HomeBlockchainBlockchain NewsU.S. crypto banking is under frontal assault

U.S. crypto banking is under frontal assault

The stunning collapses of Silicon Valley Bank, Silvergate Capital, and Signature Bank exposed flaws in the U.S. crypto banking industry, raising concerns about its future and the ability of the sector to expand domestically if this crucial infrastructure is not rebuilt. Since March, banks and authorities have significantly reduced their willingness to take on more risk in order to permit the integration of cryptocurrencies into the larger U.S. financial system.

During the 2008 banking crisis, cryptocurrencies received their big break. The bankruptcy of Lehman Brothers and other sizable institutions refocused regulatory attention on the too-big-to-fail banks and away from the smaller banks. The first block of bitcoin was traded in January 2009. An infrastructure of exchanges and freshly funded companies emerged as interest in cryptocurrencies increased, trade increased, and values skyrocketed. These cryptocurrency-focused businesses were flush with cash and wanted secure locations to store their money. Silvergate closed this gap and became the first American cryptocurrency bank in 2014. They initially saw impressive deposit and stock growth.

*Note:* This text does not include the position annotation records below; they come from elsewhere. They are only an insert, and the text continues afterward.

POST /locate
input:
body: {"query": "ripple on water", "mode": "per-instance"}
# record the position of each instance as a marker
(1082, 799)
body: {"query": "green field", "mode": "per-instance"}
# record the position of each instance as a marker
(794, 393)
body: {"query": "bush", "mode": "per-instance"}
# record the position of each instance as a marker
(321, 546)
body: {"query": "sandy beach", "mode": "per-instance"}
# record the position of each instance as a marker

By 2021, Silvergate had transformed from a peaceful neighbourhood bank in La Jolla, California, with just over $1 billion in deposits to a $14 billion crypto-friendly banking institution. The San Francisco Federal Reserve, which served as Silvergate’s main regulator during this time, didn’t seem to be concerned about the company’s hypergrowth and concentrated industry risk approach. There have also been other banks that are ready to wager on cryptocurrencies.

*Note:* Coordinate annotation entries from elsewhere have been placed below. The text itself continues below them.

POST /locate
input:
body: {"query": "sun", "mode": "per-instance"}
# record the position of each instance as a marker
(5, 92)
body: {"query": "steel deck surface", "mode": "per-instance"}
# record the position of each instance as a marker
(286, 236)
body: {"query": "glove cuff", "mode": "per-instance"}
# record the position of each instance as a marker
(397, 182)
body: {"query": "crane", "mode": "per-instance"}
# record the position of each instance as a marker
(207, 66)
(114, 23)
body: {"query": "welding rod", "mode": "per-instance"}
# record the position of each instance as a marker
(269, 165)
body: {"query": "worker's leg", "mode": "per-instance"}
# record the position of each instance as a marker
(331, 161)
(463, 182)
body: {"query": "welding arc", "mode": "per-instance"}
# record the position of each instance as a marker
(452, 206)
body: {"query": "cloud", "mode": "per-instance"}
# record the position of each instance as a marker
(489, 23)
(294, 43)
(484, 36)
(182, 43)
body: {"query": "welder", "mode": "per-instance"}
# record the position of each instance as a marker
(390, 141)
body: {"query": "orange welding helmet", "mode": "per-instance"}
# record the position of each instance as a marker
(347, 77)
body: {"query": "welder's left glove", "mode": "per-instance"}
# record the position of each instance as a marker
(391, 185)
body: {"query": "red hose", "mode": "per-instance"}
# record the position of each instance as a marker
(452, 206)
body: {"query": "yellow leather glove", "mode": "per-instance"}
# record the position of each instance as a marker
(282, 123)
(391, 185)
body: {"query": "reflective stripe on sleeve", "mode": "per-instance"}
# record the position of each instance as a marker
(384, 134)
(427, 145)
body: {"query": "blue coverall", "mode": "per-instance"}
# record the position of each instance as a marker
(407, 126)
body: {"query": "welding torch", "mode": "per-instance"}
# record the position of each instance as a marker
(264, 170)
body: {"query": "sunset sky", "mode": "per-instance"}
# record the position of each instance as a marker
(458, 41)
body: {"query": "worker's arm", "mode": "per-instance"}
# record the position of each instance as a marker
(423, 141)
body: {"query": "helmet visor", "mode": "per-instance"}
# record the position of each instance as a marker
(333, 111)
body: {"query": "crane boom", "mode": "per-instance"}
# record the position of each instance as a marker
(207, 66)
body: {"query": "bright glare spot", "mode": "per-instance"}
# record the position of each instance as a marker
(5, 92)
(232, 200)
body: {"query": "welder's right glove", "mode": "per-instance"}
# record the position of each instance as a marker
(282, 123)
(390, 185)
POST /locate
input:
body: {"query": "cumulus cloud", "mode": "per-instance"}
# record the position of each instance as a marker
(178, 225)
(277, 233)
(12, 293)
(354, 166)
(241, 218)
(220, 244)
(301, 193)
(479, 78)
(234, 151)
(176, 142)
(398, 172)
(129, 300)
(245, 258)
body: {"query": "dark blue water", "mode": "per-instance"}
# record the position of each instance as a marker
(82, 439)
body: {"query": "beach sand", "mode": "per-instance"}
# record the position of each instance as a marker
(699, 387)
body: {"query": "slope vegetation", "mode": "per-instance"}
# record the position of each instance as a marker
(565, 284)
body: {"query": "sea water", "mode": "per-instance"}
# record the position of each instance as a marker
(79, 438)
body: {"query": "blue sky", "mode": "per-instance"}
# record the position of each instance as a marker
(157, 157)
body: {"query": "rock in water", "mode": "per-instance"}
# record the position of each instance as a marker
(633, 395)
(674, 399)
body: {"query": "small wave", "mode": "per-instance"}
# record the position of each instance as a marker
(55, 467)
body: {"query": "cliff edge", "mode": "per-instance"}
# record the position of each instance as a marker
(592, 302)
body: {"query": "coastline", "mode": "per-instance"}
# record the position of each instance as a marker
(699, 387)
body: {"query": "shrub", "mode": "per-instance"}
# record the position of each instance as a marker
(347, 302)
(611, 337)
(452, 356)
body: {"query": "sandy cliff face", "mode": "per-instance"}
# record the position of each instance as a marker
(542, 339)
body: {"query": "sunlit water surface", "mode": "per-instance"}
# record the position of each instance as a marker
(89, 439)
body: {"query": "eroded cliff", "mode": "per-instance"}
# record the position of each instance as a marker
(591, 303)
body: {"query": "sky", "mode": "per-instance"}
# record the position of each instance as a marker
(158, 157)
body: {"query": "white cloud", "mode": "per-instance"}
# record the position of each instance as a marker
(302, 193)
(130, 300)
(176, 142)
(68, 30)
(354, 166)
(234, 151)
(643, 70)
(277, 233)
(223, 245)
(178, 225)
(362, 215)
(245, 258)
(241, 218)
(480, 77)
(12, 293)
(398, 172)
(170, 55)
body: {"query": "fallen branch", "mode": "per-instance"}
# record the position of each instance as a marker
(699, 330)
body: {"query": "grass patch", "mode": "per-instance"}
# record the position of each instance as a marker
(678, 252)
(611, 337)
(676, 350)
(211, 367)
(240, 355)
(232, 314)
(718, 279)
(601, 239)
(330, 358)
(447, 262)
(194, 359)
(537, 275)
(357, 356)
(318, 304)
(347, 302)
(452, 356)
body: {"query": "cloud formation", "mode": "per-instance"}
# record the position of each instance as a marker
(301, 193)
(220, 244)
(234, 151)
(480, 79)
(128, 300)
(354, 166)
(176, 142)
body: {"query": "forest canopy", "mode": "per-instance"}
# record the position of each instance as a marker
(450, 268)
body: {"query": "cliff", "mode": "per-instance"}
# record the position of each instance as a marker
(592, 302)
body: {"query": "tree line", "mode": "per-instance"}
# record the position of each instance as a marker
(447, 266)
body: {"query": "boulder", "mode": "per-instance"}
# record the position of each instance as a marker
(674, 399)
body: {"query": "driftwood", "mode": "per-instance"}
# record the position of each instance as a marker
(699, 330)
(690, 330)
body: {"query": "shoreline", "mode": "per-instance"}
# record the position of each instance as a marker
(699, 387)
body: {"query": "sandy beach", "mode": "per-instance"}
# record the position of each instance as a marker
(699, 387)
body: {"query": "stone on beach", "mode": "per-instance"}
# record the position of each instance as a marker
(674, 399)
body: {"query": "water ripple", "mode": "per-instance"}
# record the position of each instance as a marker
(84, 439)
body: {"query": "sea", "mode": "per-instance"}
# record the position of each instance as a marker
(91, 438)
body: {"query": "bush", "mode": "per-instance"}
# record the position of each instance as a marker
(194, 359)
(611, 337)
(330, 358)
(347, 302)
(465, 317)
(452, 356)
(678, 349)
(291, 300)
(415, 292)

In 2018, New York-based Signature entered the cryptocurrency market and saw a swift increase in deposits of digital assets, reaching $20 billion, or 20% of its funding base. Signature had grown to become the country’s largest crypto bank by 2022. To a lesser extent, Silicon Valley Bank also banked crypto, including Boston-based Circle, the world’s second-largest stablecoin manufacturer. This one consumer deposited nearly $3 billion in uninsured funds. They also banked Coinbase, the largest US-based exchange.

These banks also provided legitimacy in addition to lending, depositing, and money transfer services. This was beneficial to a sector of the economy that wasn’t known for having strict internal controls, proper board monitoring, or a focus on avoiding money laundering. The newly established financial system seemed to be setting up cryptocurrency for long-term, brisk growth.

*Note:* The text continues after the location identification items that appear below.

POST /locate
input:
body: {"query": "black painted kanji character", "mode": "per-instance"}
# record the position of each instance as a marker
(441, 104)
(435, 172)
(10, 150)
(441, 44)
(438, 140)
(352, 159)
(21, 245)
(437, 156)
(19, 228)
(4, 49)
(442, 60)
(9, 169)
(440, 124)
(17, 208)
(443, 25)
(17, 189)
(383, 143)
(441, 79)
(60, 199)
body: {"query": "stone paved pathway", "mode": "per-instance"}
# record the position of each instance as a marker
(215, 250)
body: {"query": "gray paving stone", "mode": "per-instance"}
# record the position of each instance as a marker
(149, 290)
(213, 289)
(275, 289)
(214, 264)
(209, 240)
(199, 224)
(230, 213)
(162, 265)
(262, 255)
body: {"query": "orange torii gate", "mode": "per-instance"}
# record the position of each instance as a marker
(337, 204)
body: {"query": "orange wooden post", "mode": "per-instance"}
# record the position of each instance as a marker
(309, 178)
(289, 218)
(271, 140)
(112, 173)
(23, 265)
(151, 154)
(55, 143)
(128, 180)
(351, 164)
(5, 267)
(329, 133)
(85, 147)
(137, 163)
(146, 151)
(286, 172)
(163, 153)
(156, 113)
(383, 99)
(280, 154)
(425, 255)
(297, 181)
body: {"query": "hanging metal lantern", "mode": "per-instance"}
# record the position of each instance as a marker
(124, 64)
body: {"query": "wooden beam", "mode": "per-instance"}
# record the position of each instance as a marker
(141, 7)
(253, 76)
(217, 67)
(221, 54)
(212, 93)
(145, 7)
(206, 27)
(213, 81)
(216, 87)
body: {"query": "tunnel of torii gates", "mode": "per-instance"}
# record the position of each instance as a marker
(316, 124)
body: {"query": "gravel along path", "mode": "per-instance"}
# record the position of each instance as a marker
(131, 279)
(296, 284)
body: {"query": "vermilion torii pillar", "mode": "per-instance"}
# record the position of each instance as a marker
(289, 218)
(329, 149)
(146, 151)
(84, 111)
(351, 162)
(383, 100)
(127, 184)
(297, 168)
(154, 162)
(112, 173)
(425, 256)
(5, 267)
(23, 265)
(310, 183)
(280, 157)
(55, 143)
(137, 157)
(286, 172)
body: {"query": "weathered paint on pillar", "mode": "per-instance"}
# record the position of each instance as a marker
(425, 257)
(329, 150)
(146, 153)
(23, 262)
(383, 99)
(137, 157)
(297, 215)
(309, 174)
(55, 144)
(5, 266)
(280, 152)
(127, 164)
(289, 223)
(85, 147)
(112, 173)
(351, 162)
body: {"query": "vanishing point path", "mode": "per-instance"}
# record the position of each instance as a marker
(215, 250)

In November 2022, the scandal-plagued FTX collapsed, sparking a domino effect that revealed these crypto banks’ lax safety and soundness procedures. Nearly $1 billion, or 9% of Silvergate’s total financing, was on deposit with FTX. Following the failure of FTX, they withdrawn all of their money from Silvergate and Signature Bank. This increased uneasiness among remaining depositors, and by the fourth quarter of 2022, several institutions were experiencing severe depositor runs. Silvergate failed on March 8, SVB on March 10, and Signature on March 12. The central US crypto banking industry was destroyed in four days. Other banks, such New Jersey-based Cross River Bank, continue to offer crypto services, but their extent and reach pale in compared to the three bankrupt financial institutions.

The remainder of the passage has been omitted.